Evet, seçimden seçime ortaya çıkıp “ceee” yapan Belediye Başkanı aday adaylarından bahsediyorum. 

Bakmayın senede bir iki Beykoz’da göründüklerine, bedenleri nerede olursa olsun Ruhları, kalpleri hep burada olmuştur.

Her birinde ayrı samimiyet, ayrı bir güven ve güzellik keşfedersiniz.  Moğollar’dan kalma eski ve etkili bir iletişim dilini kullanırlar. Mahalle kahvelerinde kestirdiği bir omuzun üzerine elini atar,  kimin, ne zaman, hangi tarihte hazırladığı, çoğalttığı ve ellerine tutuşturduğu belli olmayan fotokopi sözlerle,  kapanan fabrikalar ve 2B üzerinden öylesine akıcı, ölesiye akılcı ve  bir o kadar tarihsel akışta konuşur ki,  beyninizin sol yanı vıcık vıcık olan samimiyetle çoktan ‘o’ na kaymıştır.   
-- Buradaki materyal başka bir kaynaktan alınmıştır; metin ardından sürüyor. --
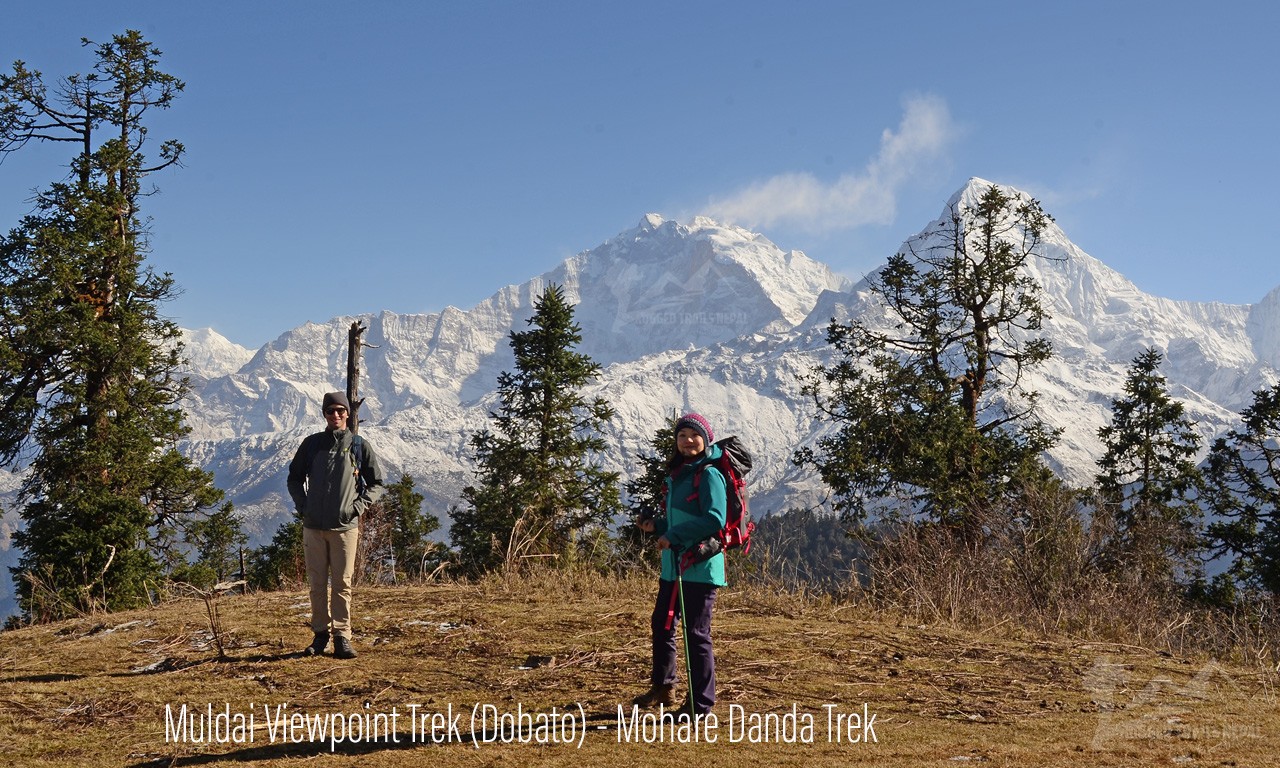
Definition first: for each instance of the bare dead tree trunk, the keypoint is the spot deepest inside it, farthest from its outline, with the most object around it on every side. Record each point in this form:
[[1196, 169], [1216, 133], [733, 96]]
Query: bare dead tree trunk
[[353, 359]]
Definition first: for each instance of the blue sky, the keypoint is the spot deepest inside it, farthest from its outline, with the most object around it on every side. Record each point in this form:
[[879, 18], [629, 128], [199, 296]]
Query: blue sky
[[443, 150]]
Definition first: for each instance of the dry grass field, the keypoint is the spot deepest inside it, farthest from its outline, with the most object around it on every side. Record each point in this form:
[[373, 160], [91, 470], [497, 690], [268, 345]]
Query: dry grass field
[[531, 670]]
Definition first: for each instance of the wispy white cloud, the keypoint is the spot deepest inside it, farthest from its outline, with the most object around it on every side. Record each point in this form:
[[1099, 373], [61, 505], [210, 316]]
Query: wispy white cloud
[[855, 199]]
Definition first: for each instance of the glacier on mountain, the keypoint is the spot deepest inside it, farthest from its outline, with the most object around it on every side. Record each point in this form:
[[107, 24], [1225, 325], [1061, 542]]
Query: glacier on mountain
[[688, 316], [699, 316]]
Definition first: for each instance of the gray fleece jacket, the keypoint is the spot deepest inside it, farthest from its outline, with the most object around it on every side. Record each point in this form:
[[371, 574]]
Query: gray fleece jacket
[[323, 480]]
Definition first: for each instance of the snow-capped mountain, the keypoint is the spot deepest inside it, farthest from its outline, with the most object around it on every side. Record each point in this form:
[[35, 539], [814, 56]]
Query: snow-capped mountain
[[685, 316], [696, 316], [649, 302]]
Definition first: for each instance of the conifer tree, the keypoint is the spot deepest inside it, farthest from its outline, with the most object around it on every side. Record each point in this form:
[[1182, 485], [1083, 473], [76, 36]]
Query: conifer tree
[[88, 368], [1243, 492], [932, 414], [1148, 478], [647, 496], [538, 487], [394, 533]]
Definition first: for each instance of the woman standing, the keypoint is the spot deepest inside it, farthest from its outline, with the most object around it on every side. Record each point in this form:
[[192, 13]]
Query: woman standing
[[696, 506]]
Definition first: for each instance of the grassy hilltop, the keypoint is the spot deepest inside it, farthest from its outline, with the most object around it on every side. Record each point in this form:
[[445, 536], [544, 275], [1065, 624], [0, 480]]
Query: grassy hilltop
[[95, 691]]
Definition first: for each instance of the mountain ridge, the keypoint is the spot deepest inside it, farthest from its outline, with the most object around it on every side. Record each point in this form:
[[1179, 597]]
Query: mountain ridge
[[699, 316], [685, 316]]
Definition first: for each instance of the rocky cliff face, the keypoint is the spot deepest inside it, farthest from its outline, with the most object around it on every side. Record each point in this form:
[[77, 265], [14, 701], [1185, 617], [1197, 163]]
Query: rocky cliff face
[[694, 316], [688, 316]]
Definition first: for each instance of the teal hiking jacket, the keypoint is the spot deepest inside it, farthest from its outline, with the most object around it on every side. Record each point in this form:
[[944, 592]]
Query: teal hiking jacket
[[690, 517]]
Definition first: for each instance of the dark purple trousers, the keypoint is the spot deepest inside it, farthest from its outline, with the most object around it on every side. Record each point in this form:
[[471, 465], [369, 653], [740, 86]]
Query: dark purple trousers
[[667, 657]]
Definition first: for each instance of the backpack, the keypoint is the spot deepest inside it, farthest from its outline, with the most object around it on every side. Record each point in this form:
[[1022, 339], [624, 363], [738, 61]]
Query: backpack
[[734, 464]]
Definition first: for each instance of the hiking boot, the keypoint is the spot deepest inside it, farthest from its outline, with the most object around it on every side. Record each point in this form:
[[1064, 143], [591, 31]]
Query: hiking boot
[[342, 648], [658, 695], [688, 711], [318, 644]]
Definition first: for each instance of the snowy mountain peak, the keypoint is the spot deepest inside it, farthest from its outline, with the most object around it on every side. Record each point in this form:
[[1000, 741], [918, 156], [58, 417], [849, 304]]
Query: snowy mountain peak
[[707, 318], [211, 353]]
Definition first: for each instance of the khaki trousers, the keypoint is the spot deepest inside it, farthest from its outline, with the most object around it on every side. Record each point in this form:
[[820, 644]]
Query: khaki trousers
[[330, 563]]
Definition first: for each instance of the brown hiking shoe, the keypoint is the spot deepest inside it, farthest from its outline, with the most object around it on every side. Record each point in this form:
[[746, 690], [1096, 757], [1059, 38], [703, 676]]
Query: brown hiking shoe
[[342, 648], [656, 696], [318, 644]]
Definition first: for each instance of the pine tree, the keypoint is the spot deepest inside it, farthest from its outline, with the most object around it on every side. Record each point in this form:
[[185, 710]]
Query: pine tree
[[280, 562], [1243, 492], [647, 496], [932, 414], [1148, 478], [88, 368], [218, 542], [538, 488], [396, 534]]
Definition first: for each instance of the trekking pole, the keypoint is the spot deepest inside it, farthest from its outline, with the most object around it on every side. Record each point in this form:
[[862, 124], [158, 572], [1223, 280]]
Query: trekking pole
[[684, 635]]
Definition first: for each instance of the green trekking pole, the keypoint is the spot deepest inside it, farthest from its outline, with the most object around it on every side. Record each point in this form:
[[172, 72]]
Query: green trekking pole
[[684, 635]]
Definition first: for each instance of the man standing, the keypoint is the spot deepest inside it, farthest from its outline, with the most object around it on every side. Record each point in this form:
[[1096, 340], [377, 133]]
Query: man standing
[[333, 478]]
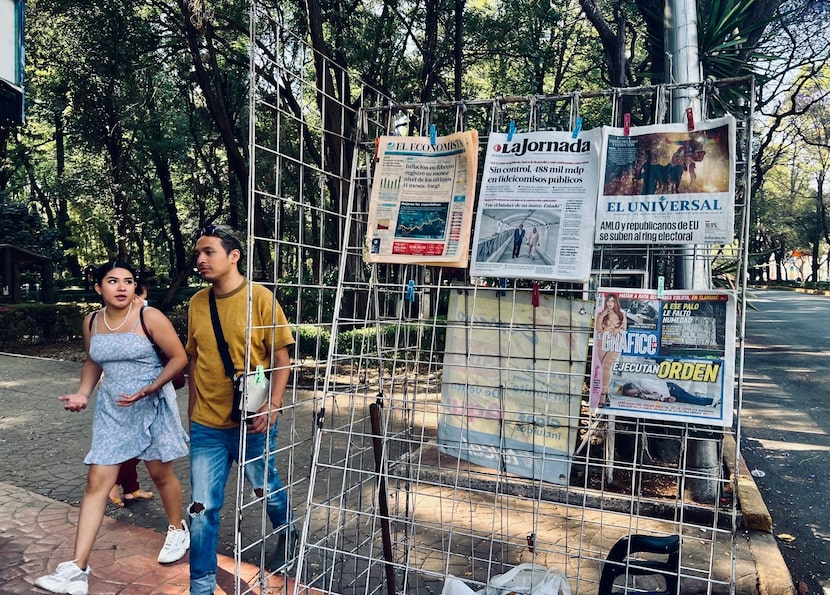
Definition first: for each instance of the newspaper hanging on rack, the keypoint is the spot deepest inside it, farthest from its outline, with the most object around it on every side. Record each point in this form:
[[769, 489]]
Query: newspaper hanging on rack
[[512, 382], [537, 206], [669, 356], [665, 184], [421, 204]]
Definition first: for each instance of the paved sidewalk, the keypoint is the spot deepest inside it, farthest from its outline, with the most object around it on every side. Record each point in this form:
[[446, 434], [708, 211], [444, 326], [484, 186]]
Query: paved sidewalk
[[41, 452]]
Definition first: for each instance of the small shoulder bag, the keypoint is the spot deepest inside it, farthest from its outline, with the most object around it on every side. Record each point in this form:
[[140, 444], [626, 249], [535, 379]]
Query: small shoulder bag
[[257, 386]]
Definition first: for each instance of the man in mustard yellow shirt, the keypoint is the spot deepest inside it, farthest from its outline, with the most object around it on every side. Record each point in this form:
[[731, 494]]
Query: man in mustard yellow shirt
[[214, 436]]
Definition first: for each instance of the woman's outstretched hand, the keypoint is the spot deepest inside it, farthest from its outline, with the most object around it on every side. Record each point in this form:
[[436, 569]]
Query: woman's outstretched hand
[[74, 402]]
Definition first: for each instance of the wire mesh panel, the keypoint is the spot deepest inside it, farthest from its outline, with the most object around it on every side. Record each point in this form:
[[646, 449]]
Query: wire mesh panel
[[391, 488]]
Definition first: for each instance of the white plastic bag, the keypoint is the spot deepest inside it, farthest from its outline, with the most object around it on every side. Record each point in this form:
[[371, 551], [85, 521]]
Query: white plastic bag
[[528, 579], [455, 586], [524, 579]]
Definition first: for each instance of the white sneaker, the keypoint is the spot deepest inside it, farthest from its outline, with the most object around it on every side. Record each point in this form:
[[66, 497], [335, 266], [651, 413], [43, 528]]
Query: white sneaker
[[67, 578], [175, 545]]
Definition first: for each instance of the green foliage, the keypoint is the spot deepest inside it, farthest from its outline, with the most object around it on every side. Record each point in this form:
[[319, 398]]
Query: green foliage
[[41, 323], [22, 227]]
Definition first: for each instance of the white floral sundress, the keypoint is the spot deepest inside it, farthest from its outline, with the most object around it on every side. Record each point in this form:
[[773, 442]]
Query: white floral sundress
[[150, 429]]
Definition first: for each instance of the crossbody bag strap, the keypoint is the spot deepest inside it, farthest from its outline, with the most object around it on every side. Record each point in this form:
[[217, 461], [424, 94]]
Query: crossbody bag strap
[[147, 332], [220, 338]]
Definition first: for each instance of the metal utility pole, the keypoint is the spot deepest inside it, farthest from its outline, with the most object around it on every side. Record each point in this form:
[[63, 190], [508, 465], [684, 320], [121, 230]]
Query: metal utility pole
[[692, 267]]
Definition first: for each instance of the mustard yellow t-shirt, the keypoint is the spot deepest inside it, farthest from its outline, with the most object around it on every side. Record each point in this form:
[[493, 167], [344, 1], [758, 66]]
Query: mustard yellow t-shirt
[[214, 391]]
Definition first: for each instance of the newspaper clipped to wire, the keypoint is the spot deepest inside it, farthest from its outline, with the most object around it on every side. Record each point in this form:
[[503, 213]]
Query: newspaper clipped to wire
[[537, 206], [421, 204]]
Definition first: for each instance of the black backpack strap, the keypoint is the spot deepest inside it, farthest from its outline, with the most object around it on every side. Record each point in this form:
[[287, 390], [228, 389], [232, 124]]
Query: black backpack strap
[[92, 320], [230, 371]]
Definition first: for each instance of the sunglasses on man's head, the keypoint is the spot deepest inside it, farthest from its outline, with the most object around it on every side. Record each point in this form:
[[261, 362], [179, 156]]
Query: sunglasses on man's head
[[218, 231]]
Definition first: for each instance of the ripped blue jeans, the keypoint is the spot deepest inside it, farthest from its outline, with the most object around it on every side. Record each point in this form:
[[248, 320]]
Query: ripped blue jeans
[[212, 451]]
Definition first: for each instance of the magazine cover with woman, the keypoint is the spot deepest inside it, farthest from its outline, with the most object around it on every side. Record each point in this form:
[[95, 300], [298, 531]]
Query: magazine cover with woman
[[666, 355]]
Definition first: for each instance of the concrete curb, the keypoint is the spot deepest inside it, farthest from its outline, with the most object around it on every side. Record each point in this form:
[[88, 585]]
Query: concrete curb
[[774, 577]]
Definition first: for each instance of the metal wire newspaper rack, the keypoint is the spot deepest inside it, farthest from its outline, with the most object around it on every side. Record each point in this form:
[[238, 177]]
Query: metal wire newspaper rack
[[385, 502]]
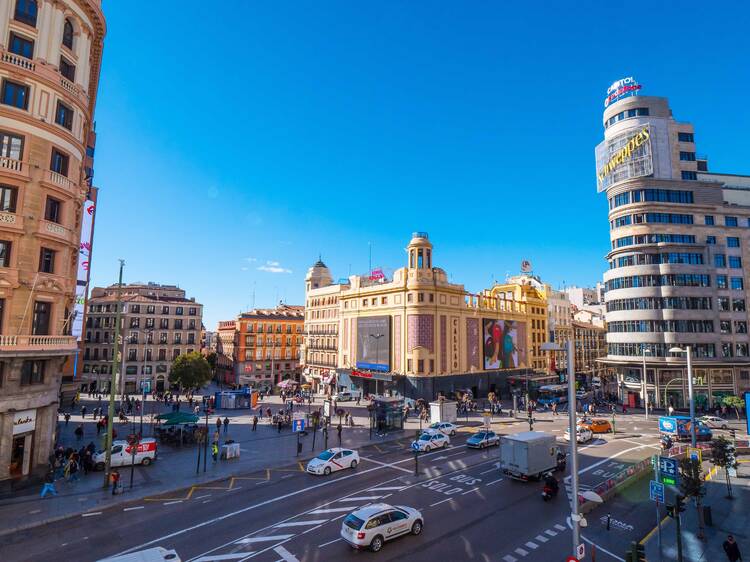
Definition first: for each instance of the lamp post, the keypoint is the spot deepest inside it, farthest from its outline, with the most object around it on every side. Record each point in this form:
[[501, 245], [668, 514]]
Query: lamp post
[[645, 380], [688, 354]]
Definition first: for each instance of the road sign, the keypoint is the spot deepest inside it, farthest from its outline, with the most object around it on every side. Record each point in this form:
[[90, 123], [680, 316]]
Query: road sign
[[667, 466], [656, 491]]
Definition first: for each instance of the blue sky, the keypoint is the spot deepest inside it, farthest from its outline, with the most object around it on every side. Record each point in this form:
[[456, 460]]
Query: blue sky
[[236, 144]]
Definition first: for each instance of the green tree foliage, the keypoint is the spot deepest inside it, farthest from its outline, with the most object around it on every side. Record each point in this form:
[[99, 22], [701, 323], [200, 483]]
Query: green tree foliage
[[190, 370]]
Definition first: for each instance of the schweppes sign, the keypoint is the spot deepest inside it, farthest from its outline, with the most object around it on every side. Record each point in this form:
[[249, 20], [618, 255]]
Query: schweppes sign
[[625, 153]]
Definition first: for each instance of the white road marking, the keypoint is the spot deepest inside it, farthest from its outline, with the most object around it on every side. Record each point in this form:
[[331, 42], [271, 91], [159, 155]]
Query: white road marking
[[329, 510], [330, 542], [301, 523], [251, 540], [285, 554]]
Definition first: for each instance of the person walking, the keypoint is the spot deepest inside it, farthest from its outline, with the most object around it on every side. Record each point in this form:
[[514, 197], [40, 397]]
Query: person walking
[[49, 484], [732, 549]]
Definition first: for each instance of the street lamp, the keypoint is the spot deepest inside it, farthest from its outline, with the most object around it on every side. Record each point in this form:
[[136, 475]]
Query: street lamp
[[645, 380], [575, 518], [688, 354]]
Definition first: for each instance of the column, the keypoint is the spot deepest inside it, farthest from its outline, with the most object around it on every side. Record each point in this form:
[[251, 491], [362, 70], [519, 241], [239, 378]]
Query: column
[[4, 19]]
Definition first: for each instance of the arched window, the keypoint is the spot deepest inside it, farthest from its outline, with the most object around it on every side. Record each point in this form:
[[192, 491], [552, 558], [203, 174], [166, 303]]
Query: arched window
[[68, 34]]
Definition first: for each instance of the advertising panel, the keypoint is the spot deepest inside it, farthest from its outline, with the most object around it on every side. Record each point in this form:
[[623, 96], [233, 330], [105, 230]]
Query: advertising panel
[[625, 156], [374, 343], [504, 344]]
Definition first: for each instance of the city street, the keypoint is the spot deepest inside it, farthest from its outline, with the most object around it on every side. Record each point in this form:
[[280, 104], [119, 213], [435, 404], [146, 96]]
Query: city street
[[286, 514]]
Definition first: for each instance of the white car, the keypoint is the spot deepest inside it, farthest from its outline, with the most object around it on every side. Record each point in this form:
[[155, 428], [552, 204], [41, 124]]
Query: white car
[[332, 460], [715, 423], [583, 435], [374, 524], [445, 427], [430, 440]]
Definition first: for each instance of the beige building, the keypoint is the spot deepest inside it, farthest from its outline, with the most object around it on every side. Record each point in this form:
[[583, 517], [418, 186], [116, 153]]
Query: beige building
[[50, 56], [157, 324]]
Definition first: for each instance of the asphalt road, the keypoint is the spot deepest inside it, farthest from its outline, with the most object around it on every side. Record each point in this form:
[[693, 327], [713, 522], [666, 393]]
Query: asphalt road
[[471, 511]]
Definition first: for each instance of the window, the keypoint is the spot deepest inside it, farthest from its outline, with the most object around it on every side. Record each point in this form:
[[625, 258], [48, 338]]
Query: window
[[40, 320], [32, 372], [52, 210], [64, 115], [68, 35], [26, 11], [67, 69], [47, 260], [15, 94], [8, 197], [21, 46], [59, 162]]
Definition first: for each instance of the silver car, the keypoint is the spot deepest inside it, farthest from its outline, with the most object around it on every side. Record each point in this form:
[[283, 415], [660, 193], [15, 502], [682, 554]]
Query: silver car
[[374, 524]]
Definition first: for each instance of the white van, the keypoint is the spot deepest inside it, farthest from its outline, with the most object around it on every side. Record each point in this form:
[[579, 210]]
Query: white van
[[122, 454]]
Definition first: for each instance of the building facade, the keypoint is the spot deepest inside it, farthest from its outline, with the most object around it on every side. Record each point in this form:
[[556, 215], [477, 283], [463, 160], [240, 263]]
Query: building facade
[[679, 249], [267, 348], [157, 324], [50, 56]]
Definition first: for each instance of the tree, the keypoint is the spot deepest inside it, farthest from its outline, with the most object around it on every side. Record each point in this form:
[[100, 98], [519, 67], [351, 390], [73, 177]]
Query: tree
[[734, 402], [723, 455], [692, 485], [190, 370]]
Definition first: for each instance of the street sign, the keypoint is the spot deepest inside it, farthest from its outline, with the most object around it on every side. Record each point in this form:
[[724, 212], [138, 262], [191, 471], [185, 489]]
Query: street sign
[[656, 491], [667, 466]]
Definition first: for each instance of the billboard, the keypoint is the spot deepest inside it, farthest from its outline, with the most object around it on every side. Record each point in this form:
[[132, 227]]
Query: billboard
[[374, 343], [625, 156], [504, 344]]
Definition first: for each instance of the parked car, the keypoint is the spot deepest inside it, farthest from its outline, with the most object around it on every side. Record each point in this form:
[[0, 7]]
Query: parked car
[[374, 524], [482, 439], [430, 440], [445, 427], [332, 460]]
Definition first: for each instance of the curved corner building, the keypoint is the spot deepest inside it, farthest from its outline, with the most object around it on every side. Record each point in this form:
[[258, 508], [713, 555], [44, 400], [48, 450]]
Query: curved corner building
[[679, 240], [50, 54]]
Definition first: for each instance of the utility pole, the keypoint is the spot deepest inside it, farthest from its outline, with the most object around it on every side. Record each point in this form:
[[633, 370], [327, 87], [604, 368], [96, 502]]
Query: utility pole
[[113, 383]]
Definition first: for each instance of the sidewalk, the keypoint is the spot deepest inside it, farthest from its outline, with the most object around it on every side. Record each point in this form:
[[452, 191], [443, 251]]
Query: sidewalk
[[175, 467], [729, 517]]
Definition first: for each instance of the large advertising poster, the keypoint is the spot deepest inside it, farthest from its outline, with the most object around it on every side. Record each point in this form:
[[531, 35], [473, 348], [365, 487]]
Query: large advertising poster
[[374, 343], [504, 344]]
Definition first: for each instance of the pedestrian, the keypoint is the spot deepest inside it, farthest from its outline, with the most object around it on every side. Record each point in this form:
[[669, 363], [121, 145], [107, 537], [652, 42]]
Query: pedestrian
[[49, 484], [732, 549]]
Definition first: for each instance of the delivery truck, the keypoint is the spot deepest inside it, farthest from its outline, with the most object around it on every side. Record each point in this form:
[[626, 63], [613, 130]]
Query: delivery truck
[[528, 455]]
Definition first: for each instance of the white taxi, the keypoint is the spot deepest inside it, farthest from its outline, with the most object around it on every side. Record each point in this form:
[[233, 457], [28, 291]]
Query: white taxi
[[430, 440], [332, 460], [374, 524]]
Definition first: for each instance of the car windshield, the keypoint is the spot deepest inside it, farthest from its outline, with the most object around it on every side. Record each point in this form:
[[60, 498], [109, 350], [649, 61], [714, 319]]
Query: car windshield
[[353, 522]]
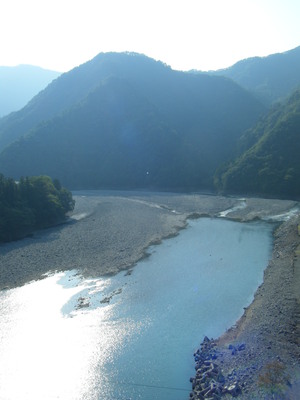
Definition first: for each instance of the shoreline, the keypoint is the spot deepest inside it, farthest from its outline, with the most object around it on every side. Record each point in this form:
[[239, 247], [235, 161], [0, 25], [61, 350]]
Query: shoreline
[[112, 233], [268, 332]]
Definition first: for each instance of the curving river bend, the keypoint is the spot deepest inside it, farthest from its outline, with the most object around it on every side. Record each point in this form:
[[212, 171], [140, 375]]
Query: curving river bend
[[131, 336]]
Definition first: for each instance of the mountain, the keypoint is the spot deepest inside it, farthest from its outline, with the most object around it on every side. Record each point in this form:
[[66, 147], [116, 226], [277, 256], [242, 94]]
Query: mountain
[[125, 120], [271, 165], [270, 78], [19, 84]]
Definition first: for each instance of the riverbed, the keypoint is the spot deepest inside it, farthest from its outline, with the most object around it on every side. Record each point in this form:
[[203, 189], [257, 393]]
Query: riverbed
[[132, 335], [110, 232]]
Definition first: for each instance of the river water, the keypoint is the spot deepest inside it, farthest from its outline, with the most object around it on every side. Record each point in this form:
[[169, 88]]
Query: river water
[[131, 336]]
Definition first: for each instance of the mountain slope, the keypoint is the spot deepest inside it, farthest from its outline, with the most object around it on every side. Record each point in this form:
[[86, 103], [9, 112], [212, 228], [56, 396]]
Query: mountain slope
[[110, 121], [271, 166], [19, 84], [271, 78]]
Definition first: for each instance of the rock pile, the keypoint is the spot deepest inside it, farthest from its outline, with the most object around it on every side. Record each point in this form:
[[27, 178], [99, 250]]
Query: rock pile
[[209, 382]]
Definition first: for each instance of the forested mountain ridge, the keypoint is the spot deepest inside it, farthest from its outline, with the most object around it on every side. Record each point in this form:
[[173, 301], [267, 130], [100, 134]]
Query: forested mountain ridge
[[19, 84], [125, 120], [32, 203], [271, 165], [270, 78]]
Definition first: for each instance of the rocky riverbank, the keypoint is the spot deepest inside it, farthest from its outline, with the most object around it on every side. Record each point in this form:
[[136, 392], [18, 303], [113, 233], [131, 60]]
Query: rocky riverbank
[[109, 232], [259, 356]]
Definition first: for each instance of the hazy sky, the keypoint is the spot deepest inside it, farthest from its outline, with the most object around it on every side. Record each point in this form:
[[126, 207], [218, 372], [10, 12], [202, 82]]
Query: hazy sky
[[185, 34]]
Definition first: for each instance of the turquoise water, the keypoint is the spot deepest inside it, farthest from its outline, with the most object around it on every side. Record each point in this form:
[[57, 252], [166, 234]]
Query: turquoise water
[[134, 335]]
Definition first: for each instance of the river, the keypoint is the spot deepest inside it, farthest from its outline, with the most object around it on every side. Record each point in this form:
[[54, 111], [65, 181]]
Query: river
[[131, 336]]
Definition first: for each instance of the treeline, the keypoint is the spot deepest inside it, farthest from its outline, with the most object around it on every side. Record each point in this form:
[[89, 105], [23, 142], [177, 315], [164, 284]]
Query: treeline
[[270, 166], [32, 203]]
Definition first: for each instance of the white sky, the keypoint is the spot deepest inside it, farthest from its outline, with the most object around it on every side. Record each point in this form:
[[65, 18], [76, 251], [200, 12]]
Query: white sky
[[185, 34]]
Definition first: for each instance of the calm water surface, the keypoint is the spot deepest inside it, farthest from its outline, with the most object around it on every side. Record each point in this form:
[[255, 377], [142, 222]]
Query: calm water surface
[[136, 334]]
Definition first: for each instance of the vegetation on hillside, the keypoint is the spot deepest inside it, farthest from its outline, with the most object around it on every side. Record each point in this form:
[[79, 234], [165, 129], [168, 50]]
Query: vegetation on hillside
[[271, 165], [32, 203], [127, 121], [270, 78]]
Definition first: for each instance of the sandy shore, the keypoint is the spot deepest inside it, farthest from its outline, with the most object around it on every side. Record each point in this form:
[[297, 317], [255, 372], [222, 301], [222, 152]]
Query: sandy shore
[[109, 232]]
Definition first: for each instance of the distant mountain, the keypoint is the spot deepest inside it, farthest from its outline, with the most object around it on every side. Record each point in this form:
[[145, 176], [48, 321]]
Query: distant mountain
[[125, 120], [271, 165], [270, 78], [19, 84]]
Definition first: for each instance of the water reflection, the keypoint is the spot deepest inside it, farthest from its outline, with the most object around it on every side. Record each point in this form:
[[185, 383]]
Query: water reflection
[[130, 336]]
Kendini bu konuda yetiştirmekle kalmayıp uzmanlaştırmış bu minyo Süleyman Demirel’ler,  çalışmadıkları yerlerden soru yöneltebilecek gözlerden puma hızıyla itinayla kaçabilirler. Bu yüzden gözlerinizi peşlerinden sürüklemek gibi nihayeti olmayan bir çaba içerisine girmekle vakit harcamayın. Zaten ne soracaksınız ki? Beykoz’un kaçta kaçının hangi memleketten olduğu ve Belediye cirosundan başka çalıştıkları bir ünite  de yok. Kapanan Fabrikaları yeniden açmak ve 2B’yi yeniden ele almak dışında güçlü sloganları (kendilerine göre) da yok. 

Misafir aday adaylarından duyduklarınızın tamamı Ümit Besen şarkıları gibi aynı notalar üzerine kurulmuş farklı şarkı sözleri. Besteler hep aynı; ihanet, terk ediş ya da  nikah masası...

Şapkadan tavşan çıkaracak sihirbaz bir başkan adayı beklemiyoruz ama Beykoz için  yeni ve sürpriz olan hiçbir şey yok. Birileri daha iyi hizmet vermeyi, kimileri de yanlışı düzeltmeyi vaat ediyor. 

Ve gelenlerin ayakkabılarına bakın; hepsinin ayakkabısı Beykoz Deri Kundura’dan, hepsi ‘Beykozlu.

Bir çoğu sizin tuttuğunuz takımdan, çoğunun ya anne ya da baba tarafı sizin köyden. Seçim çalışmalarından önce etrafınızı gözlemlemiş olsaydınız, bu adamları vakit namazlarında, iftar sofralarında görecektiniz. Bugüne kadar kendilerini hiçbir ortamda görmemiş olmanız tamamen sizin eksikliğiniz. 

Eğer hastalığınızın ne olduğunu söylerseniz; hepsi çare, hepsi deva.

Hepsi bu siyasi tornanın en düzgünü, en aydını.

Beykoz’un güzide misafirperver sakinlerinin sofralarına davet edip izzeti ikram yaptığı bu hizmetkâr efendilerin tamamı bu ‘misafir’liği öylesine kesin ‘zafer’ olarak yorumlamış ki birçoğu  Belediye Başkanlık kartvizitlerini çoktan sipariş etmiş olmalı. 

Siyasi Misafirlerin sandıktan umduğunu değil bulduğunu alacağı gün;

Ya Şundadır, Ya bunda” ile değil,  irade ve sağlaması yapılmış bir hesap ile olacaktır. Beykoz’un misafirperverliğini “oldu bu iş” olarak yorumlayan aday adaylarına ihtar en duyurulur. 

Sevgiler. 

 

*Bu vesile ile  Beykoz Sosyete Çarşısı esnafına “geçmiş olsun” dileklerimi sunarım.